While many have used Banned Books Week to celebrate the freedom to read, others have been raising their own questions. If we are banning books, say these hypothetical people, why not start with Fifty Shades of Grey? Surely of all the books, the controversial “mummy porn” trilogy are the kind of books that deserves being taken off the shelves. Right?
This week at Hypable we have used Banned Books Week to explore the 10 most challenged books of 2011, as well as 10 frequently challenged books that we think you should read anyway. Yet across the internet, people have responded to articles in this vein by asking the same question – “Instead of banning these books, why aren’t we banning Fifty Shades of Grey?”
Let’s be clear. Just because Fifty Shades did not make an appearance on the 2011 Banned Books List doesn’t mean it hasn’t faced bans or challenges. Let’s remember it was only published in June 2011. Since then, many libraries across America have pulled the book from their shelves, not to mention that literal book burning. We can safely assume that come next year’s 2012 list, Fifty Shades will be right up there at the top.

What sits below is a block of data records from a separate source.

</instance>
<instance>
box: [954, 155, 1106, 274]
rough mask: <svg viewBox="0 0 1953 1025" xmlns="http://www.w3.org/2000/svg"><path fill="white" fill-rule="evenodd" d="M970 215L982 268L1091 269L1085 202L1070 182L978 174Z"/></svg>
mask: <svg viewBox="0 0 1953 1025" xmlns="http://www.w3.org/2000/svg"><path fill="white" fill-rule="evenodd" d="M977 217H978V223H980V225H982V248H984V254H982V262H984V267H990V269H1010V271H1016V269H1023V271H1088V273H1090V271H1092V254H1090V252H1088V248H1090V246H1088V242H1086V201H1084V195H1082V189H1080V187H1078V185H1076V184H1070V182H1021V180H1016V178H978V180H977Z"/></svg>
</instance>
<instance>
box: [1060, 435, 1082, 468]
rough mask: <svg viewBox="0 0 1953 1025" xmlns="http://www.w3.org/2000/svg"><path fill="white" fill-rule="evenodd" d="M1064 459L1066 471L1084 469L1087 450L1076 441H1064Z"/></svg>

And based on the response to our Casual Vacancy parental guide, we imagine J.K. Rowling’s new novel will be there alongside it, particularly as JKR is already the queen of
wonderful story telling satanic witchcraft.
But now that we’re talking J.K. Rowling, we are all probably thinking “HOW DARE THEY JOKE ABOUT BANNING MY QUEEN” (or possibly “hmm, that new book could have used less vulvae”). Just think back to all the crazy people who tried to stop us from reading Harry Potter, who took it off school reading lists, out of classrooms, and off the shelves at public libraries.
They told us we were worshipping a pagan god, and society would be destroyed, and we were all converting to wicca. All because we crazy fans apparently thought the Harry Potter series was an instruction manual subtitled ‘Satanic Worshipping for Dummies.’
So let’s ponder that. If people are allowed to read Fifty Shades of Grey, what exactly do we think will happen? Maybe we will all turn into S&M fanatics, or start using non-disclosure agreements in our love life, or THE WORLD WILL END (it is 2012, after all).
Or maybe, some people will get to read a book they enjoy.
If you’d think “good riddance” if Fifty Shades (or The Casual Vacancy) was taken off the shelves of your local library, that’s totally fine. But if you want to be able to walk into that same library and borrow Harry Potter, To Kill a Mockingbird or Looking for Alaska, then you have to be okay with walking past Fifty Shades of Grey to get there.
And if the thought of that makes you too uncomfortable, then you have to accept that by restricting someone else’s reading, you are setting the precedent which may result in your favourite book being taken off the shelf.
Everyone deserves the opportunity to read the books they love. When books are taken out of public libraries, use is inherently restricted from people who may not be able to afford their own copy, let alone a Kindle and the e-Book version.
If you’re a parent, by all means monitor what your child is reading, as you might do for a film they want to watch or a video game they want to buy. But don’t stop someone else’s child from reading something that their parent has determined to be appropriate for them.
Maybe you think Fifty Shades of Grey is complete and utter crap, and you wouldn’t even open the front cover unless someone paid you an obscene amount of money, and then promised to wipe it from your mind with the Men in Black Neuralyzer.
Or perhaps you have read Fifty Shades, just for a laugh. Maybe you thought it was the next great love story, or read it with the Twilight soundtrack playing in the background. You may have read it as a unique framing device for a story about maturity, both emotionally and sexually. Maybe you like “mummy porn.” Maybe you just wanted to.
The beauty is, you shouldn’t have to explain your choice to anyone. But you should have a choice. And if you do, that’s all that matters.